# Emperor 400 Spray bars



## dipseydodunkaroo (Jun 15, 2009)

I just set up my emperor 400 that i have not had set up for a while and the spray bars are not working. I think i am missing a part do drive the water up to the spray bars. If any one can tell me this part that would be amazing! I think it is the flow manifold housing cover, part number PR2122 if this is correct tell me please Thanks


----------



## RyanR (Apr 29, 2008)

How old is this Emperor? I think they may have redesigned it at some point (before I got into fish-keeping).

Our 3 Emperors (all only a few years old) simply have a "manifold" type thing that routes water to the filter media and then up to the spray bars. It also the top mounting point for the impeller molded into it... so that the unit won't work at all without it.

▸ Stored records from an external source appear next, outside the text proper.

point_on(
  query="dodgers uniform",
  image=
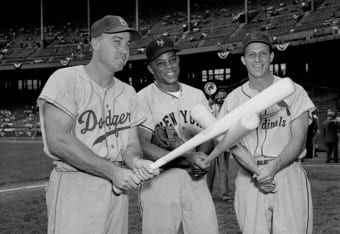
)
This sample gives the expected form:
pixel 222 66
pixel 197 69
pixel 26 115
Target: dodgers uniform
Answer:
pixel 291 206
pixel 173 197
pixel 78 202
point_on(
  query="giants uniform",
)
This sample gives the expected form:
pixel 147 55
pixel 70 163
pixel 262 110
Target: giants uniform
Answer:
pixel 173 196
pixel 102 120
pixel 291 205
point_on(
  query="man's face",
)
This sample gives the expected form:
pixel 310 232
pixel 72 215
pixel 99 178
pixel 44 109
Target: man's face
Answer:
pixel 165 68
pixel 113 50
pixel 257 58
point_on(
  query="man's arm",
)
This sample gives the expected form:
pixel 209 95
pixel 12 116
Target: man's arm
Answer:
pixel 62 144
pixel 133 157
pixel 153 152
pixel 150 151
pixel 291 152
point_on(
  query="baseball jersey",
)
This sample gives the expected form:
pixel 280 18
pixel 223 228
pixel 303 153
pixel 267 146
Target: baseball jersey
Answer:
pixel 102 117
pixel 165 109
pixel 273 132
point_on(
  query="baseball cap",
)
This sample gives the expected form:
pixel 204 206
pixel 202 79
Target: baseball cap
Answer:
pixel 256 36
pixel 158 47
pixel 331 113
pixel 113 24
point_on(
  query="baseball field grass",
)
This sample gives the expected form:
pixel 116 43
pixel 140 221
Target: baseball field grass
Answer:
pixel 24 170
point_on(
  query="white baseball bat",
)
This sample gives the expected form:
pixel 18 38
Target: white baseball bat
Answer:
pixel 202 115
pixel 241 128
pixel 266 98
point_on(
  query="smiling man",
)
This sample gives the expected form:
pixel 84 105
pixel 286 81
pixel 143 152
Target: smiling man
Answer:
pixel 174 197
pixel 89 124
pixel 278 200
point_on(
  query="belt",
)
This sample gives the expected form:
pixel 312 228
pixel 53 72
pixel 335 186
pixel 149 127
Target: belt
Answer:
pixel 120 164
pixel 266 161
pixel 263 161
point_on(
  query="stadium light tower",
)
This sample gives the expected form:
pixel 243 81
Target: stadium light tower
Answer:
pixel 189 15
pixel 137 16
pixel 88 21
pixel 42 23
pixel 246 11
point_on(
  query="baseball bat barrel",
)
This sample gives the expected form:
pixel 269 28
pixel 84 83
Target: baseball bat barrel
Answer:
pixel 204 117
pixel 245 124
pixel 266 98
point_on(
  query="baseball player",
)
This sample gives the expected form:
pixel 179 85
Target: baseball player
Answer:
pixel 278 199
pixel 173 197
pixel 88 120
pixel 221 163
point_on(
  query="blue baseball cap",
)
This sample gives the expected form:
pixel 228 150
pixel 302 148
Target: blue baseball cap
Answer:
pixel 256 36
pixel 113 24
pixel 159 46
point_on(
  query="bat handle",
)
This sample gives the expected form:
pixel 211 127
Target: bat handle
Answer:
pixel 116 190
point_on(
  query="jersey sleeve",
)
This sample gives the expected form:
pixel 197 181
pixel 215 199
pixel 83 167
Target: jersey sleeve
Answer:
pixel 59 91
pixel 148 124
pixel 137 114
pixel 301 103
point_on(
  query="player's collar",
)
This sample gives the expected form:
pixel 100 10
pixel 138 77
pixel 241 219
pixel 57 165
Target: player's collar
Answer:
pixel 168 92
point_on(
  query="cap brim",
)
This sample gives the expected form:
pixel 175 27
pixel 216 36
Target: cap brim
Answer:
pixel 254 41
pixel 162 51
pixel 134 34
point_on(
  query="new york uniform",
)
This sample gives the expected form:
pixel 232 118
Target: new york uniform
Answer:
pixel 173 197
pixel 102 119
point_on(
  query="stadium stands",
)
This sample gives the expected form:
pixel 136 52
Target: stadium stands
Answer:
pixel 291 20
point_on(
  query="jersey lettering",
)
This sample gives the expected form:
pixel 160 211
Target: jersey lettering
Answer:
pixel 170 119
pixel 90 122
pixel 267 124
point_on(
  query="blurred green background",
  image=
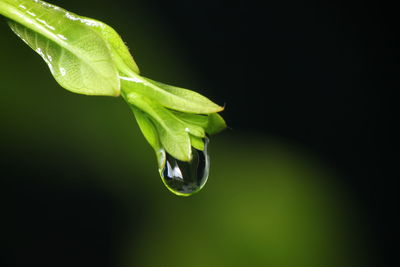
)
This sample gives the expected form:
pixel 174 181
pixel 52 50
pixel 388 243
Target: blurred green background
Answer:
pixel 81 186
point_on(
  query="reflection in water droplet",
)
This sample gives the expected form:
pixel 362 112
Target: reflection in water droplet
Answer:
pixel 185 178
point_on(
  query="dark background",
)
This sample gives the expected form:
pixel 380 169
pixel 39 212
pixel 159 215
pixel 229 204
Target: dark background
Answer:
pixel 317 76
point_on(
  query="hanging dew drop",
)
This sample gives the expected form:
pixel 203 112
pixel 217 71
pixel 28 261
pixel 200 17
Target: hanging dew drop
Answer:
pixel 186 178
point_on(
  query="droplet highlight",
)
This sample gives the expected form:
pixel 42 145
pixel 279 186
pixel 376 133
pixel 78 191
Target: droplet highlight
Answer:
pixel 186 178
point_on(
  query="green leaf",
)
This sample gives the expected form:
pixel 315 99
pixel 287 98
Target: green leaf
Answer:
pixel 173 133
pixel 78 57
pixel 197 142
pixel 215 124
pixel 149 131
pixel 212 123
pixel 120 52
pixel 147 127
pixel 169 96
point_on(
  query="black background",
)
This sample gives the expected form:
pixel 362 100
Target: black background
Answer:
pixel 322 73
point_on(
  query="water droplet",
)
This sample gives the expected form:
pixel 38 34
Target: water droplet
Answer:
pixel 186 178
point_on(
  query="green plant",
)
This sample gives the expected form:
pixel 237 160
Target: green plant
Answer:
pixel 88 57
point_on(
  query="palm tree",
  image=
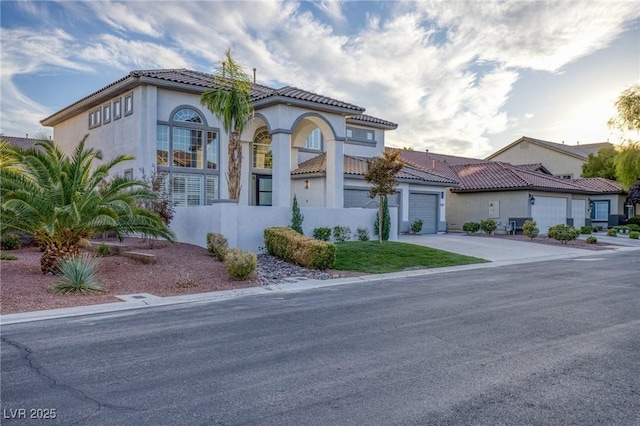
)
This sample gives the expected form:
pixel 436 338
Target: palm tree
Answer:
pixel 230 101
pixel 60 199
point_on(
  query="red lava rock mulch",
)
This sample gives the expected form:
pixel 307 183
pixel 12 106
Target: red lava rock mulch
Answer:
pixel 179 269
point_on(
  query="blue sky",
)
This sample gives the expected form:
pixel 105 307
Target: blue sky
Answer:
pixel 459 77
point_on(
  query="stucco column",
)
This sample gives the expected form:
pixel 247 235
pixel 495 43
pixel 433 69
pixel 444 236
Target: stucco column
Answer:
pixel 335 174
pixel 281 173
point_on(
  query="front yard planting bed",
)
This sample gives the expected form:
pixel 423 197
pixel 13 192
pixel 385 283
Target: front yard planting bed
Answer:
pixel 391 256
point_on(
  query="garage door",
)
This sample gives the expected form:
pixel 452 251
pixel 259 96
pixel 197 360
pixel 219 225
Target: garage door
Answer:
pixel 578 209
pixel 549 211
pixel 425 207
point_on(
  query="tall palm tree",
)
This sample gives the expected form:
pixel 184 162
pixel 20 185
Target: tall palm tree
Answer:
pixel 230 101
pixel 60 199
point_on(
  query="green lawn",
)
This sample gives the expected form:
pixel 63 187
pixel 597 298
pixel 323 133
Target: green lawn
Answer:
pixel 391 256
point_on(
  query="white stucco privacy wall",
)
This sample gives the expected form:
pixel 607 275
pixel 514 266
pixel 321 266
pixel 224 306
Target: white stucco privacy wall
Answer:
pixel 243 226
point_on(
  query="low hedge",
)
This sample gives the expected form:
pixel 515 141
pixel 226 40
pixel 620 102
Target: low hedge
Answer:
pixel 287 244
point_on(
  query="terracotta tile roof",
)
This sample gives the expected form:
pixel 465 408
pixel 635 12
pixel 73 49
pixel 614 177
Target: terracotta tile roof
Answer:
pixel 495 176
pixel 374 120
pixel 20 142
pixel 358 166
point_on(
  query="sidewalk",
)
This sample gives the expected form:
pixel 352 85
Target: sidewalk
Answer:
pixel 500 252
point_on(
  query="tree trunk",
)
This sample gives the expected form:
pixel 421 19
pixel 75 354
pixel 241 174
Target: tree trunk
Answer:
pixel 53 254
pixel 235 163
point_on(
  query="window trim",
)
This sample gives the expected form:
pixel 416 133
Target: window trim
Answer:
pixel 128 104
pixel 117 114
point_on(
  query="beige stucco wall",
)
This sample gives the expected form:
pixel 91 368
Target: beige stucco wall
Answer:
pixel 556 162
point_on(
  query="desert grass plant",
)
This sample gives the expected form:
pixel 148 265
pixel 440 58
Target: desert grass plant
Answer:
pixel 217 245
pixel 530 229
pixel 79 274
pixel 416 226
pixel 103 250
pixel 240 264
pixel 563 233
pixel 341 233
pixel 591 240
pixel 5 256
pixel 471 227
pixel 322 233
pixel 363 234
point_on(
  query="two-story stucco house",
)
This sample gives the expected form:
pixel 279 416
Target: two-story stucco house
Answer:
pixel 298 143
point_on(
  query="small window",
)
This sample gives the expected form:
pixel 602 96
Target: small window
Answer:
pixel 117 109
pixel 106 114
pixel 128 104
pixel 314 140
pixel 94 118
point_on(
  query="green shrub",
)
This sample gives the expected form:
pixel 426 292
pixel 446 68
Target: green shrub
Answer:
pixel 240 264
pixel 10 242
pixel 530 229
pixel 322 233
pixel 586 230
pixel 287 244
pixel 635 220
pixel 103 250
pixel 79 274
pixel 363 234
pixel 633 227
pixel 341 233
pixel 217 245
pixel 296 216
pixel 416 226
pixel 591 240
pixel 386 222
pixel 471 227
pixel 563 233
pixel 488 225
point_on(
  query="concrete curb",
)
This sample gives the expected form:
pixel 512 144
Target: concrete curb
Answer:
pixel 143 301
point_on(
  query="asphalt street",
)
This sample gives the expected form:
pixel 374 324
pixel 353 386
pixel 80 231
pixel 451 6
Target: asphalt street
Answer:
pixel 554 342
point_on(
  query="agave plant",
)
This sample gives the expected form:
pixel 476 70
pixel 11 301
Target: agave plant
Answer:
pixel 61 200
pixel 79 274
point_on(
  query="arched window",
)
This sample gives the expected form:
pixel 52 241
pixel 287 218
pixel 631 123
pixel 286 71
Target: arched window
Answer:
pixel 187 115
pixel 262 155
pixel 187 153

There is a cover plate on the bottom side of the manifold housing. If you don't have that, you may have the trouble you're having.

I just checked marineland.com.... under parts, they have that cover plate for $2.38USD


----------



## steelers fan (Jun 26, 2009)

did you clean it well...they may have some re-designing but mine have a sort of pipe cleaner that comes with it. the bar can get clogged easily with algea and a quick reamming usually restores flow


----------



## klc9100 (Apr 14, 2009)

yep. that's what happened to mine. i noticed that the bio-wheels on one of mine were barely turning. i took the wheels out and found that there was no water coming out of the holes in the spray bars. i took them off, cleaned them out and they worked like new. the holes are very small and clog-up easily.


----------



## bombero (Mar 28, 2006)

same here, even after running for a long time i have take a toothpick and clean the holes once in a while.


----------



## Dj823cichild (Mar 30, 2009)

Yeah I keep an eye on mine as well, a little brush here and there with the pipe cleaner and they work great.


----------



## Dkata (Jan 26, 2018)

My wife`s filter spray bar never worked. All components were there. What I discovered was the impeller was up to high, bypassing the channel sending water to spray bars. I added two small washers to the stainless needle prior to inserting the needle into the propeller piece. Yes, these are very tiny washers but available at your hardware store. Give it a try.works great.


----------